El establecimiento de un conjunto básico de derechos humanos fue producto de la historia moderna.
Pero actualmente se coincide en que estos derechos son aplicables universalmente a todos los seres
humanos por el mero hecho de serlo. En ese sentido, los derechos humanos se deben considerar a partir
de ahora como algo transhistórico y transnacional. Dado que los Estados nación son fenómenos
supeditados a un proceso histórico, los derechos de las naciones (como la autodeterminación nacional)
no pueden, en principio, anular esos derechos humanos. Tenemos sin duda la obligación de cruzar
fronteras nacionales para promover los derechos humanos. Esto es algo que está fuera de todo debate
en tal que actitud, principio u orden normativos. Permite poner en marcha toda una serie de iniciativas
externas –diplomáticas, culturales, humanitarias, entre otras– para corregir los errores y fomentar la
injusticia. Pero el verdadero quid de la cuestión no es la legitimidad o la moralidad de ese tipo de
intervenciones, sino si está justificada la intervención militar exterior en un país para garantizar los
derechos humanos y evitar que se contravengan.
En este sentido, hay tres posturas. El mayor acto de emancipación política global de la segunda mitad
del siglo XX fue la descolonización y la institucionalización del principio formal de la igualdad de
todas las naciones y, por tanto, del derecho a la autodeterminación nacional o soberanía nacional como
principio jurídico supremo del orden político internacional. Si no siempre en la práctica, al menos
oficialmente ésta fue y sigue siendo una forma de protección vital para los países más débiles y
emergentes con respecto a los más poderosos. La legislación internacional al respecto, especialmente la
Carta de la ONU –aceptada formalmente por todos los Estados miembro de la ONU–, representa un
importante logro para la paz, la seguridad y la justicia mundiales. Aquellos que abogan ahora por la
intervención militar en nombre de la democracia difícilmente negarán que se trate de una violación del
derecho internacional, aunque insistirán en que, a pesar de todo, tiene una justificación moral.
Aquellos que, por el contrario, defienden la legislación vigente y son contrarios a tales intervenciones
tienen argumentos muy poderosos de su lado.
(1) Es ingenuo y falso creer que los Estados poderosos deciden intervenir en el exterior principalmente
por motivos humanitarios.
(2) La soberanía es algo inviolable, y los ciudadanos son los responsables únicos de su Estado.

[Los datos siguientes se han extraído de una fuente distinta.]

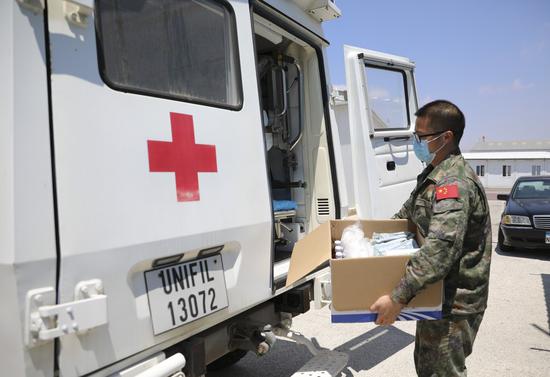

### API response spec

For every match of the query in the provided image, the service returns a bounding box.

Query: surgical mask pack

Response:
[334,222,418,259]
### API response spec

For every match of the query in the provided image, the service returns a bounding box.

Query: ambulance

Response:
[0,0,421,377]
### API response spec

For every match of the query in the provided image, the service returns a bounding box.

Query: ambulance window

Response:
[365,65,410,130]
[96,0,242,109]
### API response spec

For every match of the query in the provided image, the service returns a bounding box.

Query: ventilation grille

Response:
[317,198,330,216]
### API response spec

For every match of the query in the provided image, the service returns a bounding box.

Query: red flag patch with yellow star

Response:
[435,184,459,200]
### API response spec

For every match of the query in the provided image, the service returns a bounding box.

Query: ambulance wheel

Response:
[497,229,513,253]
[207,350,248,371]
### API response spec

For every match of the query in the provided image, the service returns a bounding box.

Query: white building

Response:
[464,139,550,189]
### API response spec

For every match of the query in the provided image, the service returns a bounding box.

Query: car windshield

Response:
[512,179,550,199]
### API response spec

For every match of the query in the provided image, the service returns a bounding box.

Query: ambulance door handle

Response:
[384,136,411,143]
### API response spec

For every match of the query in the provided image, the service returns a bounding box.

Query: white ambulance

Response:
[0,0,421,377]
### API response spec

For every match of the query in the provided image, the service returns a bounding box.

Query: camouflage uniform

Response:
[392,151,492,377]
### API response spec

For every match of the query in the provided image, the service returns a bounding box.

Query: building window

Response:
[476,165,485,177]
[96,0,242,109]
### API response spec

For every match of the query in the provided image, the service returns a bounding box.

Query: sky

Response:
[323,0,550,151]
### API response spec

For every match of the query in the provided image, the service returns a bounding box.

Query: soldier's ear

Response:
[443,130,456,143]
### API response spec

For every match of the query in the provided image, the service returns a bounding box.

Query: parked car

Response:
[497,176,550,252]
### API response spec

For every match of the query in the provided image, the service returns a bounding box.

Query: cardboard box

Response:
[286,220,443,323]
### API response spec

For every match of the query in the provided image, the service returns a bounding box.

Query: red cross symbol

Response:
[147,113,218,202]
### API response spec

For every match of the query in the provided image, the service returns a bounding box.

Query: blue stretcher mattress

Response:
[273,200,298,212]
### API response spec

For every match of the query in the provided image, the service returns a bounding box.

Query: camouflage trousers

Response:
[414,313,483,377]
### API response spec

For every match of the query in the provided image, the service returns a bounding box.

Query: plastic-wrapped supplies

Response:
[372,232,418,255]
[342,222,374,258]
[334,222,418,258]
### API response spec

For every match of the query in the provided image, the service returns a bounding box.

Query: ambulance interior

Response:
[254,16,333,288]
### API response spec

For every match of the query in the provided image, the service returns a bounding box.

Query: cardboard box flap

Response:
[286,222,332,286]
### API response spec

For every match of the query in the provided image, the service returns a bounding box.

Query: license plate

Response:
[145,255,228,335]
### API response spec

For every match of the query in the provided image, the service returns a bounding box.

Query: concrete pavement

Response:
[208,201,550,377]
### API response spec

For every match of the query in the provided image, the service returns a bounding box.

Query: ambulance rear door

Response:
[344,46,422,218]
[47,0,273,376]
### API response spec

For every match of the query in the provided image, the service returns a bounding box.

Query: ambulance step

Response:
[292,350,349,377]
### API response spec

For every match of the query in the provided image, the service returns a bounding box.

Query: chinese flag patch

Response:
[435,184,459,200]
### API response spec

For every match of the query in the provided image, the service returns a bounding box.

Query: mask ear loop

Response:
[427,130,449,157]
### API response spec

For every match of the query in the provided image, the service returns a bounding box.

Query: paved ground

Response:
[208,201,550,377]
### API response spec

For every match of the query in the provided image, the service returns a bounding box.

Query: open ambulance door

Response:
[344,46,422,218]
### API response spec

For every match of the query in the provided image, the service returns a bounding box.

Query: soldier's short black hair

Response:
[414,99,466,145]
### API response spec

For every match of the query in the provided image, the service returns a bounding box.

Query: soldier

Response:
[371,100,492,377]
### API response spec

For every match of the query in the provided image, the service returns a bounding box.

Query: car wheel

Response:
[207,350,248,371]
[497,228,514,253]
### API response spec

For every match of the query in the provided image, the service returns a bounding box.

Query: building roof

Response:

(3) Las excepciones que contempla la Carta de la ONU –sobre todo el “derecho de legítima defensa” y
la autorización para que el Consejo de Seguridad rectifique militarmente un “quebrantamiento” de la
paz internacional como última salida– no deben ampliarse. Hacerlo a costa de que el respeto de los
derechos humanos sea otra excepción supone garantizar que haya más violaciones de los derechos
humanos en nombre de dicha excepción.
(4) Siempre habrá una aplicación selectiva del principio de la intervención humanitaria forzosa. Por lo
tanto, siempre se constatará una incoherencia en la ejecución de esta política.
(5) No hay un consenso aceptado entre los Estados del mundo sobre cuáles serían los principios por los
que se justificaría una intervención humanitaria forzosa. El nivel de orden y justicia que otorga
actualmente el mantenimiento del principio de no intervención que ya existe jurídicamente es mucho
mejor que permitir el desorden y las injusticias que supondría aceptar violaciones periódicas de este
principio de no intervención en nombre de los derechos humanos.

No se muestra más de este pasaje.